It goes without saying that artificial intelligence (AI) is having a profound impact across industries today, healthcare not being an exception. Some of the most exciting AI applications are driven by natural language processing (NLP) technology. Simply put, NLP is a branch of AI focused on the interpretation and manipulation of human languages. In fact, NLP has already been tightly integrated into our daily lives: personal voice assistants, machine translation, autocorrect, and spam filter on your email system are all examples of NLP-driven applications.
The adoption of NLP in healthcare is rising due to its enormous potential to search, analyze, and interpret whopping amounts of unstructured data. For instance, NLP is highly promising in terms of data entry and extraction across electronic health records (EHRs), while it can give EHRs speech-recognition capabilities during clinician visits and help quickly find necessary information.
Many organizations have already started to leverage natural language processing solutions from Unicsoft to reduce their administrative cost and improve healthcare delivery. In this article, we’ll take a closer look at the potential of NLP to maximize the value of the EHR and healthcare data, and therefore improve health outcomes.
NLP Helps Doctors Cut Down On Administration Routines
One of the toughest challenges in care delivery is that physicians lack time to dedicate to their patients due to numerous administrative tasks. Sometimes doctors have to work overtime, which puts them at risk of burning out. NLP provides a solution to this issue. In many cases, clinicians have already replaced handwriting or typing with voice notes. With clinical dictation, doctors can devote more time to patient care.
NLP Enhances EHR Data Usability
The process of documentation in EHRs is known to be time consuming and inefficient.

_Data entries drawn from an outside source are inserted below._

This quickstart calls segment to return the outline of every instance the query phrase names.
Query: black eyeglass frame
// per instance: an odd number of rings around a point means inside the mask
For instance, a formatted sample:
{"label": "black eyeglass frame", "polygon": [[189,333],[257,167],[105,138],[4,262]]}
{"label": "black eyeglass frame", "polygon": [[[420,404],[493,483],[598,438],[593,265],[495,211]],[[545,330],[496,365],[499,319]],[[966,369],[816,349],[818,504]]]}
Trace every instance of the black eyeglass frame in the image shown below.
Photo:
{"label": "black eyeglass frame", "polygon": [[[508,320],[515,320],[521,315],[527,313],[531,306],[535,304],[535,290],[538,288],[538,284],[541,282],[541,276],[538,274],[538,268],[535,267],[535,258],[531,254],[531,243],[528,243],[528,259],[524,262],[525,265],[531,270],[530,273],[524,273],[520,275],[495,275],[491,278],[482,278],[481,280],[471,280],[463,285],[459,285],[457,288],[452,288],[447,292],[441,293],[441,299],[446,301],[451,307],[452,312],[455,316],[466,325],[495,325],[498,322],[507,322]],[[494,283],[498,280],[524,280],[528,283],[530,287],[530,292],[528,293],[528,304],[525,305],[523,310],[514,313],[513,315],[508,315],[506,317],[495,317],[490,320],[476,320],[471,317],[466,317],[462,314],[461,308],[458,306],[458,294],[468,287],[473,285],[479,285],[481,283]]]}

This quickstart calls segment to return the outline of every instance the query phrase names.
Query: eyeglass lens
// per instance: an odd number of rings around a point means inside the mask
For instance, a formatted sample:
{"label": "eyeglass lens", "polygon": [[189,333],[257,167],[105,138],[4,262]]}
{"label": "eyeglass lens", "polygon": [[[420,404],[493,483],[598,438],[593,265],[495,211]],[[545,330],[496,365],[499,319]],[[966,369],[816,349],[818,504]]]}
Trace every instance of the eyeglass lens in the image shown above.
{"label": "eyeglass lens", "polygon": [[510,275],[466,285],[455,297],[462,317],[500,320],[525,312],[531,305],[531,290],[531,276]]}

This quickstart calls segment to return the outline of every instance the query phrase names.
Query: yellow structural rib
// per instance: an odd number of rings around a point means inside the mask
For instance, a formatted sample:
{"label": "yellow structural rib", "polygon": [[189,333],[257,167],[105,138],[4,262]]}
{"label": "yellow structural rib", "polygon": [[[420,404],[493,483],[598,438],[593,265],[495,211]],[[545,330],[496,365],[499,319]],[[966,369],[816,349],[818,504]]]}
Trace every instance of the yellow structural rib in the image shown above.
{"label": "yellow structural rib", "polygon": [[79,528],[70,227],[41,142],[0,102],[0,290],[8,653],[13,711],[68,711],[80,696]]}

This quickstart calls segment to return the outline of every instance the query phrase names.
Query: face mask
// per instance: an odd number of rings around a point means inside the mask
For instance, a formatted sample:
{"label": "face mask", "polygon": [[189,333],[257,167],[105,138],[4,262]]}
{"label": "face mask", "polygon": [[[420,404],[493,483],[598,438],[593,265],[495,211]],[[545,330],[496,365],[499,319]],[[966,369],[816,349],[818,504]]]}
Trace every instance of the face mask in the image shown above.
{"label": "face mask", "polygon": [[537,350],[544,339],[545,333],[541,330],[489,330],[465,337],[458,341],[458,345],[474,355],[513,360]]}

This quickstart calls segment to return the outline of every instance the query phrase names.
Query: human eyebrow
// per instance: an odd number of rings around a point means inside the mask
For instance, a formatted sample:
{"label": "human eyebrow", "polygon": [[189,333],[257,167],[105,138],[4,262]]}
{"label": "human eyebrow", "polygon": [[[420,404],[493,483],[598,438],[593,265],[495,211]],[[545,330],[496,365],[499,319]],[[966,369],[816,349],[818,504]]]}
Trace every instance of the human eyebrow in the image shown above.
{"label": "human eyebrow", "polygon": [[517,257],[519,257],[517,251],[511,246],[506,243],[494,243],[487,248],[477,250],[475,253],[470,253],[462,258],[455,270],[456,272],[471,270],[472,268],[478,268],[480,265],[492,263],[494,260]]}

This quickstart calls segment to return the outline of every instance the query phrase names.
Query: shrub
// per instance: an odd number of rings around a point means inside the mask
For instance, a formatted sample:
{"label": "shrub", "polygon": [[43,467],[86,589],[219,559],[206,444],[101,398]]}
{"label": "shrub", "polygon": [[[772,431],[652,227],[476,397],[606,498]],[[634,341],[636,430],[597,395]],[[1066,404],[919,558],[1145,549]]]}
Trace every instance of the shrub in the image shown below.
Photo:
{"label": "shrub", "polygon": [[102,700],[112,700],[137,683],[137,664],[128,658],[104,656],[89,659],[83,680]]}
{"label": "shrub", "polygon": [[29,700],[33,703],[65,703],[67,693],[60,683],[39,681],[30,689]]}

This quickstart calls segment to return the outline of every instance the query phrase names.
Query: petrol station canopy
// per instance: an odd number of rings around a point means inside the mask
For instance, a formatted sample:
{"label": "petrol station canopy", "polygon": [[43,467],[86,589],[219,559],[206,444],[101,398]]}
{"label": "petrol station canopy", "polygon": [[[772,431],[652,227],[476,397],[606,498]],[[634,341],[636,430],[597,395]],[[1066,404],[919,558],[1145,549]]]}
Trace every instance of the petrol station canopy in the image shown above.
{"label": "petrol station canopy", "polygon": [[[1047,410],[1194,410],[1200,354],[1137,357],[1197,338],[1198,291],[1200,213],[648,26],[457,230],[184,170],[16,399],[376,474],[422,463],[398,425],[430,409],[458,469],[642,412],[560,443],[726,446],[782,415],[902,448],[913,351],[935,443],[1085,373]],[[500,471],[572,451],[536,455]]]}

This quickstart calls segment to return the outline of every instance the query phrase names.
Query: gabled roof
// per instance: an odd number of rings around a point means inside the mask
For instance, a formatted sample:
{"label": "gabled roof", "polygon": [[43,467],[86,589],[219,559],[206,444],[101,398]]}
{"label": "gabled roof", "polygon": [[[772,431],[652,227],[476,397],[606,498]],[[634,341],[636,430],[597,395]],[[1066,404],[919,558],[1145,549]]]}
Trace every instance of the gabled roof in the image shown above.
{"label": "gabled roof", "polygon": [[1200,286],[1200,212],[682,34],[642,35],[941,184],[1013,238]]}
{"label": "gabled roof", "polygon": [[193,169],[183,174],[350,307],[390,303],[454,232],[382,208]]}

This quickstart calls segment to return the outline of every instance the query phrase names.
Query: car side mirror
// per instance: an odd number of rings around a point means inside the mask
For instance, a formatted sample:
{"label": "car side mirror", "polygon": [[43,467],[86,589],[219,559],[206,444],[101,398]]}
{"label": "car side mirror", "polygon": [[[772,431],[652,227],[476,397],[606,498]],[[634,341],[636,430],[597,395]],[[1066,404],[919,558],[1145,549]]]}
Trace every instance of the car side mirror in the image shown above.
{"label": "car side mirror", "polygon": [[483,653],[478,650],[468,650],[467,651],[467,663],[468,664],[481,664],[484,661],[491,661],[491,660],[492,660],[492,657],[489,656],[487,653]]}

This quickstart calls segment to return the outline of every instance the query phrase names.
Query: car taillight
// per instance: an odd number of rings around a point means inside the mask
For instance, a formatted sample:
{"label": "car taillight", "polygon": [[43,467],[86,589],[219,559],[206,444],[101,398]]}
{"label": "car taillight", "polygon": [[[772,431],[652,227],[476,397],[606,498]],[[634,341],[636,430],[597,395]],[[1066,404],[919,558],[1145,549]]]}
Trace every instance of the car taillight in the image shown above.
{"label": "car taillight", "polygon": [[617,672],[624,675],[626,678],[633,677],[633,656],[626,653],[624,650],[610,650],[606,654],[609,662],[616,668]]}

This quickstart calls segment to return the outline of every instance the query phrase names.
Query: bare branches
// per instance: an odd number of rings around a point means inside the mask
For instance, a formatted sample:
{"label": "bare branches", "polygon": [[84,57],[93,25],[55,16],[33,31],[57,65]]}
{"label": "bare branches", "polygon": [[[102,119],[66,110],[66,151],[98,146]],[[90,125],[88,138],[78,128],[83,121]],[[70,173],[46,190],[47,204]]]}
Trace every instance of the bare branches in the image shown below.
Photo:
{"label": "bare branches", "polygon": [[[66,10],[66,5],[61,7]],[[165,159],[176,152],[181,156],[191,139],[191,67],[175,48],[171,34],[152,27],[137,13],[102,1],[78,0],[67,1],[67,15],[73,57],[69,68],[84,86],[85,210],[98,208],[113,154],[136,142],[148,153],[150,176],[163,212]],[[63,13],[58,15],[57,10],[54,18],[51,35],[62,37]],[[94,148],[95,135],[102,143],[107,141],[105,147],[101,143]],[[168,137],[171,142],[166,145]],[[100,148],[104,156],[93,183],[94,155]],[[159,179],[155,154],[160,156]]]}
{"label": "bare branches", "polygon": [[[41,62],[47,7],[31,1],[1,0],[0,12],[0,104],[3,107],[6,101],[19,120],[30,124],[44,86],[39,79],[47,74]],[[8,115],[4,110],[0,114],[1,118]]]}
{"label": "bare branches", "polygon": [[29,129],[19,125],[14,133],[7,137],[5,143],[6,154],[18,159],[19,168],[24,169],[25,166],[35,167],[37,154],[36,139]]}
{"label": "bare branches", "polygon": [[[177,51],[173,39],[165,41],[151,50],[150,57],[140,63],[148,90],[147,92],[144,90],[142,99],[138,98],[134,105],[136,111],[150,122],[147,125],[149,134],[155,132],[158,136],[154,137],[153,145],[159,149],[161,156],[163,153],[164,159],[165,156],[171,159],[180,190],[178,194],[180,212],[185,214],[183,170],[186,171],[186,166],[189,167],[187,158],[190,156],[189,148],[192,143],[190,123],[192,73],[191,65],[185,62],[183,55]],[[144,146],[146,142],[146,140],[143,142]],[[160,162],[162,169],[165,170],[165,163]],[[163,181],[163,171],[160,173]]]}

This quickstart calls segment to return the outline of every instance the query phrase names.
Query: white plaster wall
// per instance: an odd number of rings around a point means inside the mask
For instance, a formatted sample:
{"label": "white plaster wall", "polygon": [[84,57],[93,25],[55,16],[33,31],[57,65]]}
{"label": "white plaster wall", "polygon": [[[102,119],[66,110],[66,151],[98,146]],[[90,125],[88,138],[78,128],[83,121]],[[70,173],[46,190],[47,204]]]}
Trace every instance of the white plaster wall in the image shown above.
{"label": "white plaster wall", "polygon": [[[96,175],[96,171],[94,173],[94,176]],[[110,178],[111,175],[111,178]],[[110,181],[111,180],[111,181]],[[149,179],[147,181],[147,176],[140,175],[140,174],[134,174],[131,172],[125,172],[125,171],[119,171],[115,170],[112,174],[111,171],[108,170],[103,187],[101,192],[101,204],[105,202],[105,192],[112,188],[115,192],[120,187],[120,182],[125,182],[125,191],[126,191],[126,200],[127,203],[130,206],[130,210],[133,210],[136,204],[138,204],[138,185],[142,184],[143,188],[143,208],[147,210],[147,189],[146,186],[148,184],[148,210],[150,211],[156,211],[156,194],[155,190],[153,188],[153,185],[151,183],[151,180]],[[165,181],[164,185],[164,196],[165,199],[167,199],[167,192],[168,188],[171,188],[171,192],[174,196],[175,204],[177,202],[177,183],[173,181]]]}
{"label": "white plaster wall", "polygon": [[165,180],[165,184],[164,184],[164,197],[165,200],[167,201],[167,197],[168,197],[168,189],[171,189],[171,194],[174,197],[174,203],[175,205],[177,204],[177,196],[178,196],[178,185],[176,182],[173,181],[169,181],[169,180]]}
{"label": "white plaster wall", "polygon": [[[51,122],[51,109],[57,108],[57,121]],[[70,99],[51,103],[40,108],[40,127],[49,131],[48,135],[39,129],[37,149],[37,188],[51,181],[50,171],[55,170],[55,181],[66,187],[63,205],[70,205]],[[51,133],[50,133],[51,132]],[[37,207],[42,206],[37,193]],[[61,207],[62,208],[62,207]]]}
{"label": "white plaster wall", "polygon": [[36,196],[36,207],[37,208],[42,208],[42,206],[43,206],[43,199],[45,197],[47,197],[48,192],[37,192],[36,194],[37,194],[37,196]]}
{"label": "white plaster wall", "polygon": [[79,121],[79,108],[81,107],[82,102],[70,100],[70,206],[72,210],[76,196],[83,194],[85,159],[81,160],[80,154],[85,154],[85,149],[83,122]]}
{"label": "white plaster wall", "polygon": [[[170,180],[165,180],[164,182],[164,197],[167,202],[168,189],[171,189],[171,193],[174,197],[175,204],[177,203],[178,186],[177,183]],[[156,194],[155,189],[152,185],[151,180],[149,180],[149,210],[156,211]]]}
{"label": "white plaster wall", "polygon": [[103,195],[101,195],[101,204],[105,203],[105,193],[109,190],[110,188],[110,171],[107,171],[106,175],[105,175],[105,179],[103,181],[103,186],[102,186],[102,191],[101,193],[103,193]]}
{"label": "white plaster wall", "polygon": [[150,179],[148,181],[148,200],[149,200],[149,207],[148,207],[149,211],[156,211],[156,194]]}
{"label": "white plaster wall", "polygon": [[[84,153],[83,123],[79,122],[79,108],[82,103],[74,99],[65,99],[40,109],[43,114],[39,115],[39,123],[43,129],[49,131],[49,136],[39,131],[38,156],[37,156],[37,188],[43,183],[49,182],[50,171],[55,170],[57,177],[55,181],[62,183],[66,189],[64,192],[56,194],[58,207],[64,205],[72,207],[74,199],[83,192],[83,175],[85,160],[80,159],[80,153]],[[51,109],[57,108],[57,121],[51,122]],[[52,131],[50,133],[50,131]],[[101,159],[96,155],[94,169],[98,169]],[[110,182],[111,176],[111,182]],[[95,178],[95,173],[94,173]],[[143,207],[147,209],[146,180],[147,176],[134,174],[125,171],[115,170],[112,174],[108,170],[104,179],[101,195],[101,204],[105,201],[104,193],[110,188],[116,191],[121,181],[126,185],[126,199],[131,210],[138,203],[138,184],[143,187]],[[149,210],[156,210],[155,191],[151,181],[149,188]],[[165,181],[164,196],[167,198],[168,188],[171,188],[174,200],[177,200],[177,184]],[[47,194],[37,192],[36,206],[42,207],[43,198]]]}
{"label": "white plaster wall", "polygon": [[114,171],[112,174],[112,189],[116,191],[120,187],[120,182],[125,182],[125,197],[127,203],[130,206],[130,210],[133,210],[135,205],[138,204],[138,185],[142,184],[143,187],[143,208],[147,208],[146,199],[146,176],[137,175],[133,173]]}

The two major challenges it presents include the time-consuming data entry and the issue of quickly finding critical patient information. Natural language processing streamlines data entry by offering speech recognition capability, enabling clinicians to maintain control of the process and potentially decrease the documentation burden. Next, NLP can facilitate an EHR interface that makes patient data easier to find. NLP techniques are used to extract key information: diagnoses, recommendations, timeline, or possible symptoms to streamline the decision-making process.
NLP Facilitates Predictive Analytics
NLP technology can analyze multiple healthcare reviews posted every day on third-party listings, and, which is even more amazing, identify human sentiment in unstructured comments, along with the context of how they are being used. For instance, a 2018 study used NLP to foresee suicide attempts by tracking social media. The outcomes showed clear signals of suicide attempts by Twitter users who posted fewer emojis, emojis of certain types like a broken heart symbol, or more tweets expressing annoyance or sadness prior to attempting suicide. This NLP-driven system had a 70% prediction rate with just a 10% false-positive rate. In addition, healthcare systems may use text and sentiment analytics to monitor consumer reviews, so clinicians can better understand the patients and use this data to enhance their services.
NLP Can Streamline Phenotyping
Phenotype is an individual’s observable physical characteristics. This includes your height and eye color, but also your overall health, your disease history, and even your behavior and general disposition. Phenotyping facilitates categorizing patients that help provide a deeper look into data. NLP provides analysts with a tool to derive and process unstructured data such as follow-up appointments, orders, symptoms, etc., making a huge deal of all patient data available for analysis and creating patient groups.
NLP Improves the Quality of Healthcare Services
Not to mention, NLP-driven tools streamline human communication by providing translation solutions, auto-complete, autocorrect, and voice recognition. The ability to exchange health information across different systems can help providers improve the quality of their services. Plus, NLP enables instant access to patient records, facilitates coding and billing, allowing clinicians to diagnose patients more effectively and avoid medical errors.
NLP Enables Simplified Financial Reporting
With NLP, financial reports can be generated automatically, and any necessary data can be issued upon request. It substantially reduces the time of collecting them. The patient, the hospital, the government and the insurance company can easily monitor all expenses and prevent fraud.
NLP Can Raise Patient Awareness and Involvement
Over the last few decades, regulatory guidelines caused a strong need for patient involvement in care. Today, patients can easily access their reports and other information related to healthcare. However, it’s not always beneficial. Patients might lack knowledge of medical terms and misinterpret their health data, which can have hazardous consequences. Natural language processing can effectively respond to this challenge: it can explain complex terms in a language that can be easily understood by patients, enabling them to be more involved and make an informed decision regarding their health.
To Wrap it Up
All in all, natural language processing is creating exciting opportunities for healthcare delivery and patient experience. It is here to disrupt documentation processes and enable quick and efficient decision-making.